Minister Heydon Must Revisit Cuts to Sheep Welfare Scheme Payments – IFA
IFA Sheep Chair Adrian Gallagher said the Minister for Agriculture Martin Heydon must revisit the linear cut to the Sheep Welfare Scheme and secure the funding necessary to pay farmers in full the €13/ewe the scheme provided for.
Adrian Gallagher said cutting the payment levels in the National exchequer sheep scheme is a retrograde step and sets a very dangerous precedent for the sector at a critical time.
He said production from the sector has fallen by over 800,000 head in the past two years with generational renewal within the sector at crisis point.
The IFA Sheep Chair said the Ministers own party in advance of the last general election committed to providing €30/ewe through national and CAP funding, but his first act has been to cut the level of supports by €1.50/head that sheep farmers will receive.
Adrian Gallgaher said sheep farming is the second largest farm sector in the country, our most vulnerable sector and carried out in some of the most difficult terrain and land types that is farmed.
The sector plays a pivotal role in the social, economic and environmental wellbeing of the most rural parts of this country.
The IFA Sheep Chair said it will cost just over €2m to pay all sheep farmers in the scheme in full, the Minister can and must find this funding to honour his and his government colleagues’ commitments to sheep farmers.

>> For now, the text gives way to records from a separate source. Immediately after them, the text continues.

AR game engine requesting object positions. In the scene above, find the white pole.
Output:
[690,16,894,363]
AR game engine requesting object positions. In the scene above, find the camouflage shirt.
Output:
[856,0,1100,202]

He said sheep farmers entered the scheme in good faith, we have carried out the actions on our farms and incurred the costs, sheep farmers do not have the capacity or resources to be shortchanged by the Minister in this way.
The decision to cut the payments must be reviewed and the funding provided to pay all farmers in full the €13/ewe they expected from the scheme when incurring the costs of participation.